School community offers no goal but still produces community by a collection of single individuals accomplished goals or those currently en-route to individual goals. A common goal is not present but the branding of school sport teams present this, however, that goal is vacuous as previously explained. Students/Alum do not inflict common goals that equally serve every member’s interests.

Is self-interest, an evolutionary instinct, more present than ever? Or is it more innate than even the need to commune? This latter question is probably true, although the disparity between the instinct to collaborate and that of self-interest has widened in recent history.

Most necessities required for survival are assumed to be provided for in Western nations, so self-interest instinct borne of self-preservation and the derivation of that instinct is now too pronounced. Before self-preservation was manifested in self-interest but now survival needs are met, the derived self-interest is not as crucial.

As society becomes more ensured for, one would think communal instinct would prevail over the need for only individual sustenance. This prevailing communalism would provide conducive to combating modern threats to our ability to survive -such as civilization exploiting natural resources. However, this is not the case.

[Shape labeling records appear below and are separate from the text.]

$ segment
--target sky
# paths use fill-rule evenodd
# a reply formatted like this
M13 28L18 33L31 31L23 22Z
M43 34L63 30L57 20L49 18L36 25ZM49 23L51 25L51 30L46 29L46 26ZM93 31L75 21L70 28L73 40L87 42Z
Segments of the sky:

The capacity of humanity as a united body (think Allied forces in WWII) would always be stronger than the collected capacities of individuals and their pursuits. Also, this communalism would prove more fulfilling than the pride garnered from your own pursuits, pursuits than can only derive meaning from experiences and battles only you have faced and therefore cannot ever truly explain to another. This is different from communal quests, where each and every member can relate and share with others that understand the exact experiences and battles you are describing. In a vacuum, an individual’s pursuit of personal goals will surely intervene or diminish the accomplishment of others, leading to inevitable discontentment among some members (think a CEO’s pursuit of individual goals leading to a manufacturer losing his job). 

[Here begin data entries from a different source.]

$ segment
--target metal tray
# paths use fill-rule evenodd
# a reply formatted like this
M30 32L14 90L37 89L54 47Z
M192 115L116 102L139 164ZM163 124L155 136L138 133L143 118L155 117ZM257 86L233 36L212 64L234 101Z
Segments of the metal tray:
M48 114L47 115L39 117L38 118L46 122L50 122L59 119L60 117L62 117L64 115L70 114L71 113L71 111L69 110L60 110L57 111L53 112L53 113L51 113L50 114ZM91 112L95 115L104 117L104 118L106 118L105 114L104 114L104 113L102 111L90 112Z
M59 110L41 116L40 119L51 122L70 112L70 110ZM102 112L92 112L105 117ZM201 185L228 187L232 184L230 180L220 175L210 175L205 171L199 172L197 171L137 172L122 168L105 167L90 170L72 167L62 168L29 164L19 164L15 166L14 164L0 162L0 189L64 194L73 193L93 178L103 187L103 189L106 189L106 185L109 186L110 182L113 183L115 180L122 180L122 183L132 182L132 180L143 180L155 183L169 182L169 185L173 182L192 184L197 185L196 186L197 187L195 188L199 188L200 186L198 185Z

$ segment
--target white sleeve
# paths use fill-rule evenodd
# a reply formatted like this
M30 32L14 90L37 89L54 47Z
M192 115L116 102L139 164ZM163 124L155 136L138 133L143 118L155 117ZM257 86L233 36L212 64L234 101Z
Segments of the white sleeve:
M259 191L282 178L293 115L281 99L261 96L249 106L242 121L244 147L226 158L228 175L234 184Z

In the context of the United States, American ideals perpetrate individualism, in which one person’s “America” is not the same as another, instigating disenfranchisement amongst citizens, members of the same “tribe”. (Think Tea Partiers v.s. Pro-choice activists, or a man with an American flag in his garage voting for policies that will harm the environment his fellow Americans share.) “A house divided against itself will not stand”, in which “minding one’s own business” and not affronting or establishing positions on commonality or tribal goals (politics) is dangerous, allowing those individuals with greater sway or political fortitude to alter national goals toward agendas favoring their own individual interests, thus mitigating the fulfillment of others. This lack of collective purpose creates discontent and individualism run amok. The individual must gear their individualism toward collective goals.

An individual’s responsibility to society, then, is one relegated to what propels society forward. Rather than facing inwards, the individual must face out and participate in collective action with a shared goal toward advancing society.  Only when individualism culminates in collective action may progress occur. Thus, the individual’s responsibility to society is to participate in communal purposes.

Excited to read your posts!  


Comments

  1. Absolutely loved this. The idea of an individuals responsibility being to propel into the future is fantastic. It truly is something that if followed would better society for good. The quotes you used I believe only helped your case. They all followed your point and "propelled it forward" just as your point states. I also agreed with your points on self interest and how it has negative affects in our current society. Personal gain has overtaken the idea of societal growth. The individuals strength over a group working for one goal is definitely weaker, but more enticing as you said in your WW2 comparison. Overall, many great points that only got stronger as the blog went on.